25 de março de 2004

Portugueses descontentes com centros de saúde

Os portugueses são muito dados aos estudos, que não ao estudo. São coisas diferentes! Na escola, quando deviam entregar-se voluntariosamente ao estudo da aritmética, do português, das ciências naturais, não o fazem. São matérias que lhes dão cãibras quando adolescentes e uma sonolência profunda quando adultos. Ainda hoje não há nada melhor para que um gajo se passe para o outro lado do que pôr-lhe à frente a fórmula de resolução da equação quadrática ou sentá-lo, muito concentrado, a ver as novelas da TVI.

Já quanto à realização de estudos a perspectiva é diferente. Por completo. Os portugueses fazem estudos em barda que, todos juntos, não servem para nada. Juntam dois ou três jovens, pagos a quinhentos escudos à,hora sem recibo,- como o Dr Portas fazia na Universidade Moderna, em defesa da igualdade de oportunidades - mandam-nos para a Rua de Santa Catarina a uma qualquer hora de ponta, fazem-nos correr atrás das pessoas apressadas que passam a caminho do almoço ou de regresso a casa, colocar-lhes meia dúzia de perguntas rápidas e imbecis que não travam a pressa mais que dois minutos. Depois metem a simples centena de respostas obtidas, intercaladas com todos os "não me chateie" que as acompanharam, num computador construído a partir de componentes importados de Taiwan e extraem conclusões sobre toda a área metropolitana do Porto. Com uma margem de erro sem expressão acabam a concluir que toda a gente adora o presidente da câmara, acha o metro do Porto o sistema de transporte mais eficiente do mundo e o Futebol Clube do Porto, definitivamente, maior que o Leixões.
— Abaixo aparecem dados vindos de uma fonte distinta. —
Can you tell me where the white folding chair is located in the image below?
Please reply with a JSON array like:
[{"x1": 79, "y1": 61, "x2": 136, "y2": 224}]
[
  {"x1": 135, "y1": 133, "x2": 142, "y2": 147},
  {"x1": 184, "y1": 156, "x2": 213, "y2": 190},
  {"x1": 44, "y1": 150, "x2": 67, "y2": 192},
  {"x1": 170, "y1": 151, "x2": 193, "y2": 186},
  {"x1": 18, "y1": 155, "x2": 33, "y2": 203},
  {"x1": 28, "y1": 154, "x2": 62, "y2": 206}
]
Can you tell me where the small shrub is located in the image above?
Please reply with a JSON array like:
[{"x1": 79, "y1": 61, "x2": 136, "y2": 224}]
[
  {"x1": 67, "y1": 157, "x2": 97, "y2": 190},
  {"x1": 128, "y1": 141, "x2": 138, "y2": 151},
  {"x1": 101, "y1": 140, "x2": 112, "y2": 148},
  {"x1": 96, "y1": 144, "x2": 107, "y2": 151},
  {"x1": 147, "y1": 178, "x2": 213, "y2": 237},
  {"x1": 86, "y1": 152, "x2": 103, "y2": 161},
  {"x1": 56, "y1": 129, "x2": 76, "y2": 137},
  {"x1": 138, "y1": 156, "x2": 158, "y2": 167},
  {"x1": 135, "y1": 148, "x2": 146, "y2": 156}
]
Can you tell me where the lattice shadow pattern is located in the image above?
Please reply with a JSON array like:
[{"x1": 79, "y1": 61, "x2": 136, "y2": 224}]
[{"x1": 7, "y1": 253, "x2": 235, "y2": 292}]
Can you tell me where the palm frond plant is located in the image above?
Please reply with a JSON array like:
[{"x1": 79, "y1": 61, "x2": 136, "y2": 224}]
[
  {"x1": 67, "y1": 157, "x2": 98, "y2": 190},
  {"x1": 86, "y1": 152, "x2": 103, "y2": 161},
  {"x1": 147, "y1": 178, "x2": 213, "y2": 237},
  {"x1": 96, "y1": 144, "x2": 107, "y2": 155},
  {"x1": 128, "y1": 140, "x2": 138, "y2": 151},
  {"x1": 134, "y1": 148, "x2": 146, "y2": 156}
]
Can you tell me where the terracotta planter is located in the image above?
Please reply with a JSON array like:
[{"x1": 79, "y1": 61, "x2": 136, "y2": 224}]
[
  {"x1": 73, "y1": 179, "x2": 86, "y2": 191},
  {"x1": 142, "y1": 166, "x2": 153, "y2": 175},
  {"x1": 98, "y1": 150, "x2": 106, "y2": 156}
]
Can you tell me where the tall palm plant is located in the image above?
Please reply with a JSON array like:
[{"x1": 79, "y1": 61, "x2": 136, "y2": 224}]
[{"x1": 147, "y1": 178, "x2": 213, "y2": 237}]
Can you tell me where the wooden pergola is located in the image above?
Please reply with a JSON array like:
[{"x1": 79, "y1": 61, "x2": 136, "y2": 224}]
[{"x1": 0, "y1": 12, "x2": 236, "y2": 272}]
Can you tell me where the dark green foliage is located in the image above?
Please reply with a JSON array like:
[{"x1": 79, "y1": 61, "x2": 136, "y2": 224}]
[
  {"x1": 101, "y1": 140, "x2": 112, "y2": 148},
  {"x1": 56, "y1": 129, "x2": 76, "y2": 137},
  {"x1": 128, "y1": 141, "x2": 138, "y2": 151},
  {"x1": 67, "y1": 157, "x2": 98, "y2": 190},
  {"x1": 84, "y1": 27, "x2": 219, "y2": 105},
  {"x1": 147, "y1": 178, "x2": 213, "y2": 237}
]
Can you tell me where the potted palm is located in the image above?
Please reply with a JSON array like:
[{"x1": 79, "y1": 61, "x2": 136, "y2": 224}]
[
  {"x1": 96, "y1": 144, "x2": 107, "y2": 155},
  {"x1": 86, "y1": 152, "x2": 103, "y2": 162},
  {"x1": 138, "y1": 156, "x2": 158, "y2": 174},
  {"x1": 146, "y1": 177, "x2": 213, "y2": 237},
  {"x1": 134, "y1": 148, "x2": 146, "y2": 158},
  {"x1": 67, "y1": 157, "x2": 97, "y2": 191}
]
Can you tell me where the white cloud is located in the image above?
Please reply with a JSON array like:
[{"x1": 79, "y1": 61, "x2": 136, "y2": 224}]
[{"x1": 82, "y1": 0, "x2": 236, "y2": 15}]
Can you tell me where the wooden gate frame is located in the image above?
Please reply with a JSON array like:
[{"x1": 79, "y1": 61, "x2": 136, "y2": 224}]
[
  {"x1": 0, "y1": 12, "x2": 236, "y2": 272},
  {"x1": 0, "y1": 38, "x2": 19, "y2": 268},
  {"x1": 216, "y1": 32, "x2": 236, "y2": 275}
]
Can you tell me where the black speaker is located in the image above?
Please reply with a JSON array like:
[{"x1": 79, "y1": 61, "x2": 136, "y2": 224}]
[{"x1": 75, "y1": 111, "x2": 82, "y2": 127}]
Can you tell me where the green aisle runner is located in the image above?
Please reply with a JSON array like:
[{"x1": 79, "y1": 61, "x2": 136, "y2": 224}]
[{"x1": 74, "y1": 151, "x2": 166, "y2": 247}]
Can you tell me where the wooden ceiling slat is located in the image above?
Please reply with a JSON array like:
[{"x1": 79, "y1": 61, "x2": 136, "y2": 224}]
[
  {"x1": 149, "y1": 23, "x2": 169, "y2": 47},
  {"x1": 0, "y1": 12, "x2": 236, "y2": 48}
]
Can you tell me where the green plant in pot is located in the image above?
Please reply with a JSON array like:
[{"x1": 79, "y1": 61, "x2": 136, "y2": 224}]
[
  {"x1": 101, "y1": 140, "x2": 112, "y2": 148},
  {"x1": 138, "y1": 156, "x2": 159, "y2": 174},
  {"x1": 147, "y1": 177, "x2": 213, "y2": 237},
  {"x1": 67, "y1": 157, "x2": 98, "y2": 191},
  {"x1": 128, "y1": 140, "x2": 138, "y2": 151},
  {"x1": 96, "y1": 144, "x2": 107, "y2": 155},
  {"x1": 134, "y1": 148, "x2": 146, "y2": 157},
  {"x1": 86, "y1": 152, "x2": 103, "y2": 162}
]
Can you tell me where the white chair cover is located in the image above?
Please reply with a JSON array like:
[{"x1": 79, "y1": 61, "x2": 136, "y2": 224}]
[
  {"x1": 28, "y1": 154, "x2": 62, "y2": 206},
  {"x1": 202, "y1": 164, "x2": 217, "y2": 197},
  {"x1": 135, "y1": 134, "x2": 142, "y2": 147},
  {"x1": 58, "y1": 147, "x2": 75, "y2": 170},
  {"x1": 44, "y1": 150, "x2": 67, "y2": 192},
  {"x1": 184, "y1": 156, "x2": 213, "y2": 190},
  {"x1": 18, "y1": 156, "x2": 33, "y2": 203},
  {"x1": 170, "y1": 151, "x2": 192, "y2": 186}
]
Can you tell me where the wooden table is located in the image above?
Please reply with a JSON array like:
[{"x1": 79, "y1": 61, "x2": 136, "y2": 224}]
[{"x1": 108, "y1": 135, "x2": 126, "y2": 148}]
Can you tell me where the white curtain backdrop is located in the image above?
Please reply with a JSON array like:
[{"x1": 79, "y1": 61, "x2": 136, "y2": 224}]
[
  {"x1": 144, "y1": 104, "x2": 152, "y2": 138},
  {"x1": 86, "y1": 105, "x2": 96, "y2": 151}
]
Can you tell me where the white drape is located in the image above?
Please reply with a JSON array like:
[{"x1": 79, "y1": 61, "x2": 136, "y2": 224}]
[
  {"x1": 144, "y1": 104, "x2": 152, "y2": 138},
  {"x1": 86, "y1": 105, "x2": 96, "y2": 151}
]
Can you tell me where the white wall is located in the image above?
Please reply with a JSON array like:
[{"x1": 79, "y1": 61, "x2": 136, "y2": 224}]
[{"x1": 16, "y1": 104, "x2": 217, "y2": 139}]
Ainda hoje o Jornal de Notícias escreve em título "Utentes não estão satisfeitos com os centros de saúde", referindo-se a um estudo realizado pela Deco em Junho e Julho do ano passado, como se fosse necessário fazê-lo para chegar a tão brilhante conclusão. Ali se diz que um terço da população espera um mês por uma consulta do seu médico de família, quando o tem. Em Espanha isso consegue-se de um dia para o outro. Se a consulta for de especialidade a situação complica-se e a espera alarga-se para o dobro do tempo: dois meses. Se for no Algarve, apesar de Espanha ficar logo na outra margem do Guadiana, a questão piora ainda mais. No dia da consulta, cuja chegada é logicamente festejada com bolo-rei, espumante da Bairrada e foguetes, a espera ronda as duas horas. Em instalações que em nada se parecem com o gabinete de nenhum ministro, sem luz, sem ventilação e, quase sempre, sem cadeiras.

É de enaltecer o trabalho da Deco? Claro que é, a começar desde logo pelo número de inquiridos: cerca de cinco mil. Em relação a 2000, três anos antes, as coisas melhoraram? Não se dá por isso! O ministro da saúde vai olhar para os números? Vai chamar ao seu gabinete os responsáveis da Deco para melhor se esclarecer? Claro que não! Vai continuar a falar no sucesso das listas de espera para as cirurgias: dos que estavam inscritos há dois anos já ninguém espera. Os que não foram operados, morreram. Daí para cá ninguém mais se inscreveu, o país passou a ser saudável. Ou medroso. Quem dava cabo da saúde dos portugueses era o engenheiro Guterres, já ninguém sofre de almorróidas ou toma Prozac para se sentir feliz. Ou, então, já há mais medo da cura do que da doença!

Entretanto é isto que permite ao Hospital de São João, S.A. gastar mais de cinco mil contos a fazer publicidade a si próprio, como se se masturbasse. Como aqui, num outro "post", referimos ontem. São os sinais da retoma já claramente visíveis por aquelas bandas. O dinheiro já sobre onde sempre faltou. Gasta-se é mal e naquilo em que se não deve. O que espanta é que ninguém seja responsável por coisa nenhuma. Mesmo que o ministério não tenha tido conhecimento prévio da iniciativa, o ministro acabará a louvar tão proficientes gestores. E a propor mesmo que sejam condecorados no 10 de Junho.